In our house cauliflower dinners were me and my brother's favorite, we developed stealthy skills to steal a piece or two away from my mom as she was cooking and always invited friends over for a taste of our mom's culinary genius.
This week when my mom decided to air-mail a full head of organic cauliflower, I had to use it up quick and could think of no better way than making my mom's famous dish. Not only that, but I decided to document it so that I could share it with you all!
With no further ado:
Mom's Cauliflower
Ingredients:
A head of Cauliflower sectioned up
4 eggs
2-3 cups of breadcrumbs
1 1/2 cup of vegetable oil
Steps:
Place all the cauliflower into a pot and cover with water. Bring water to a boil and boil until cauliflower is tender, but not soft. You should be able to stick a fork in it without resistance, however watch that you don't boil it till it falls apart. The difference between the two extremes is about a minute in boiling time, so watch closely.
Remove from water when the cauliflower is done and allow to cool.
Prepare your egg wash, by beating the four eggs until you have an even consistency. Coat your cauliflower in egg and then transfer into the breadcrumbs. Cover the cauliflower in a small mound of breadcrumbs, pressing firmly on top. Take out your little 'tree' and toss it back and forth between your hands to remove any excess crumbs, and then place on the side. Repeat until you have all your cauliflower covered.
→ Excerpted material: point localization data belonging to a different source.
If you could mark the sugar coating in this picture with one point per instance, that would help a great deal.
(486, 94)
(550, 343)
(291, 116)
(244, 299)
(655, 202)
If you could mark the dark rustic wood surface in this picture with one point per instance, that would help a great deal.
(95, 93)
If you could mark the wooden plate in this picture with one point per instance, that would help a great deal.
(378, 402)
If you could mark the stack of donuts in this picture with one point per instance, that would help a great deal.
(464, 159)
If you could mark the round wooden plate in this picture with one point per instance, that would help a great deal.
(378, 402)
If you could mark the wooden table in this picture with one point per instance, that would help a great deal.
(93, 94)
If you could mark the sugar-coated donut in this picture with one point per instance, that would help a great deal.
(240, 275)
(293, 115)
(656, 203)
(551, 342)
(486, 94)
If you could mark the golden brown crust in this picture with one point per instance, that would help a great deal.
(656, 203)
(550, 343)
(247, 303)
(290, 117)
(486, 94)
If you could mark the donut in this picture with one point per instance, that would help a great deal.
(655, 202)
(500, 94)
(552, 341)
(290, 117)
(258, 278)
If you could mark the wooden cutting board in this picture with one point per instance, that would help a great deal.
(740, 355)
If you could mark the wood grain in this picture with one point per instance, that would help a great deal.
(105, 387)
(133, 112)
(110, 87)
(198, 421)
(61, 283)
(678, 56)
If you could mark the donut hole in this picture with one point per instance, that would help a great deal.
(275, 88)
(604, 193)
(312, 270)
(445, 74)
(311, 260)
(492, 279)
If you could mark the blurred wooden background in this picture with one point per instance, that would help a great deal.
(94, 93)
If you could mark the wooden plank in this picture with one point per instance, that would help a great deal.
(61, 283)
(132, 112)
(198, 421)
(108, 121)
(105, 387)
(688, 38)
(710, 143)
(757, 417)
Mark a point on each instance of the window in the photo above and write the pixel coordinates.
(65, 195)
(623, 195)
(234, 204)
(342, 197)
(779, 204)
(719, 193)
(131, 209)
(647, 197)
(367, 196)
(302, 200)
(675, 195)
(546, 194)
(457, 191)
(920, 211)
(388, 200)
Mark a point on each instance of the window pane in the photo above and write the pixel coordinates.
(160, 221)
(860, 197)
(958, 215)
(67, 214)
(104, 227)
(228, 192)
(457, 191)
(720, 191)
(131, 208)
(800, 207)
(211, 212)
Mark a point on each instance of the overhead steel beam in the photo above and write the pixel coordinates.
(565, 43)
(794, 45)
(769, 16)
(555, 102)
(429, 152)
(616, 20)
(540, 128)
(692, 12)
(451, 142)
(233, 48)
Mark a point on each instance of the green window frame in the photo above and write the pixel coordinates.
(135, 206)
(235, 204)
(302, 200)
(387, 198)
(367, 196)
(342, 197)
In a pan, heat the vegetable oil on a medium heat (this is important so that your cauliflower doesn't burn) and fry your cauliflower until golden brown. Rotate the 'trees' as necessary trying to get them as evenly brown from all sides as possible. When finished place on a paper towel to absorb excess oil. When you put the next batch of cauliflower in, remember that your oil will be even hotter so watch more closely that your breadcrumbs don't burn.
Serve with tartar sauce and potatoes.
My mom used to just make boiled potatoes with caraway seeds, salt and melted butter.
The tartar sauce I got once again from Chuck's Day Off, though I didn't use the arugula I still found that it turned out great! Here is the recipe below:
Tartar Sauce
- 4 tbsp mayonnaise
- 1 bunch arugula, chopped
- 1 large shallot, finely chopped
- 1 large dill pickle, chopped
- 1 tbsp capers, chopped
- 2 anchovies, minced
Tartar Sauce
- Place 4 tablespoons of mayo in a bowl and add all your ingredients finely diced.
- Mix together. Mixture should be green, chunky and not too runny.